Grassmann's "forms"

Question

In Grassmann's famous article Ausdehnungslehre from 1844 (the one where he introduces what has come to be famous as Grassmann algebra) he uses the termionology "form" in place of, as he explains in his introduction, "quantity" or really "magnitude" (namely German: Größe). He says that he does so because he finds "quantity"/"magnitude" to be too restrictive to capture what he has in mind.

Indeed, from a modern perspective what he has in mind and what he discusses at length in the bulk of the article is what today we call differential forms on Euclidean space. Maybe what he considers are only the constant differential forms on Euclidean spaces, but anyway.

Certainly one sees from this why he found "magnitude" to be too restrictive. But besides this it seems striking that where he says "form" we still say "form". Or is it again instead of still?

That's my question: is there a continuity of usage from Grassmann's terminology "form" to modern terminology? Or is it a coincidence that when we say "differential form" today, deriving from "linear form", that this happens to use the same word for the same concept as Grassmann did, who seems to have been motivated from more general ideas about "forms of thought".

Answer 1

The site Earliest Known Uses of Some of the Words of Mathematics cites Katz, who in The History of Stokes' Theorem (1979) attributes the first use of "exterior differential form" to Elie Cartan in 1922.

Katz writes p.154:

The mathematician chiefly responsible for clarifying the idea of a differential form was Elie Cartan. In his fundamental paper of 1899 [Sur certaines expressions diffrentielles et sur le probleme de Pfaff], he first defines an "expression differentielle" as a symbolic expression given by a finite number of sums and products of the $n$ differentials $dx_1,dx_2,\ldots,dx_n$, and certain coefficient functions of the variables $x_1,x_2,\ldots,x_n$. A differential expression of the first degree, $A_1 dx_1 + A_2 dx_2 + \ldots + A_n > dx_n$, he calls an "expression de Pfaff".

[...]

By 1922, Cartan had extended his work on differential expressions in Leçons sur les invariants intégraux. It is here that he first uses the current terminology of "exterior differential form" and "exterior derivative."

I'm not sure if "differential form" (without the exterior) was used prior to that. I randomly picked a work of Cartan from 1901 L'intégration des systèmes d'équations aux différentielles totales and a search for "forme" didn't yield any "forme differentielle". But I found the following in a footnote p.255:

Par example, si les équations de $E_p$ sont $$P_1 =P_2 = \ldots = P_{r-p}=0,$$ où les $P$ sont des formes linéaires en $dx_1,\ldots,dx_r$, les equations de $E_{p+1}$ sont [...]

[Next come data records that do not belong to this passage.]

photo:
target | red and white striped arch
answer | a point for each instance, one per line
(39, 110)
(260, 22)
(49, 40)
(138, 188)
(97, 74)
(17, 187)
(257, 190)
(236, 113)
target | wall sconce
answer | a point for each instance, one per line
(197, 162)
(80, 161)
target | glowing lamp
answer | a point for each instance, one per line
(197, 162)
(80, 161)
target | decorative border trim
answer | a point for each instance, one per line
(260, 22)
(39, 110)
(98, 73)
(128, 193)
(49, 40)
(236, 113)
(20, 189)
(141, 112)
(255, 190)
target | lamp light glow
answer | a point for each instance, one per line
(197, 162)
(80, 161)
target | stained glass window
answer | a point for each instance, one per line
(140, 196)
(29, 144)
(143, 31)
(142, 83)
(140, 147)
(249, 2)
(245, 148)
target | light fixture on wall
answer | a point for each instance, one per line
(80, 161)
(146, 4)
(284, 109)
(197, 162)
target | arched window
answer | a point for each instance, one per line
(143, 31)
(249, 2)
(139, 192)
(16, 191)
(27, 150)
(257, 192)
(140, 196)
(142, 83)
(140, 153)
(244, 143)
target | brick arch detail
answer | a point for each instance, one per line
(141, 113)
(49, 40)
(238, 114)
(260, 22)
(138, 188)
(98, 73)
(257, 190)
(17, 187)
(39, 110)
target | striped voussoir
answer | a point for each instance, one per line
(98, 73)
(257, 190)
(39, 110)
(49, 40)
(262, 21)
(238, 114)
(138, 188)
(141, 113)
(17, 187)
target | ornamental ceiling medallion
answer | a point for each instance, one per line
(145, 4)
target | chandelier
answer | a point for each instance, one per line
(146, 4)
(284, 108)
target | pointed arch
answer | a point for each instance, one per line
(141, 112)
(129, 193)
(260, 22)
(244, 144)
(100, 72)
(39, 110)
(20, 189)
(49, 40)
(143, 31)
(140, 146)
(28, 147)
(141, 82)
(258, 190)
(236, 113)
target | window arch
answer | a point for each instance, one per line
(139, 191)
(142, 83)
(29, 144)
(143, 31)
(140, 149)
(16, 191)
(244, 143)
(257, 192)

This suggests, as you did in the question, that if there is a continuity between Grassmanns "form" and "differential form", it might be through the use of "linear form". But I don't know when the use of the latter startet.

Answer 2

“Differential forms” seem to have also evolved from “differential formulas” — a terminology used by e.g. Cousin (1777):

(p. 175): la quadrature et la rectification des lignes courbes (...) se réduiront visiblement à intégrer une différentielle de cette forme $X\,dx$, par $X$ j'entens une fonction de $x$ et de constantes: réciproquement, on pourra toujours faire dépendre l’intégrale d’une formule différentielle telle que $X\,dx$, de la quadrature ou de la rectification de quelque courbe (...)

(pp. 287–289): On a la formule différentielle homogène $(hx+iy)dx-(kx+ly)dy$ qu’il faut rendre exacte (...) Soit $\mu$ un facteur propre à rendre intégrable la formule différentielle quelconque du premier ordre $\alpha\,dx + ϐ\,dy$ (...)

(p. 403): Chapitre VII: De l'intégration des formules différentielles qui ne renferment qu’une seule variable. Il va être question de l’intégration de la formule différentielle $X\,dx$ (...)

Other examples: Agnesi (1775), du Bourguet (1810), Garnier (1812), Abel (1826, 1829), Liouville (1835, 1851, 1856). Initially some authors¹ only used “differential formula” for exact forms, calling the general $\sum A_i\,dx_i$ another name such as “differential”², “formula”³, or “differential expression”⁴.

¹ Bernoulli (1712), Euler (1767, 1793, 1793), Lagrange (1786).
² Le Seur–Jacquier (1768), Sauri (1774).
³ Euler (1770), Lexell (1772), Bossut (1798), Poisson (1811).
⁴ Gauss (1815), Jacobi (1845), Sturm (1877), Frobenius (1877, 1879).

As mentioned in comments to M. Bächtold’s answer, the switch to “differential form” (and merger with the multilinear terminology of Grassmann(?), Kronecker, Weierstrass) seems to have occurred in papers of Christoffel (1869), Lipschitz (1869), Darboux (1882, 1882).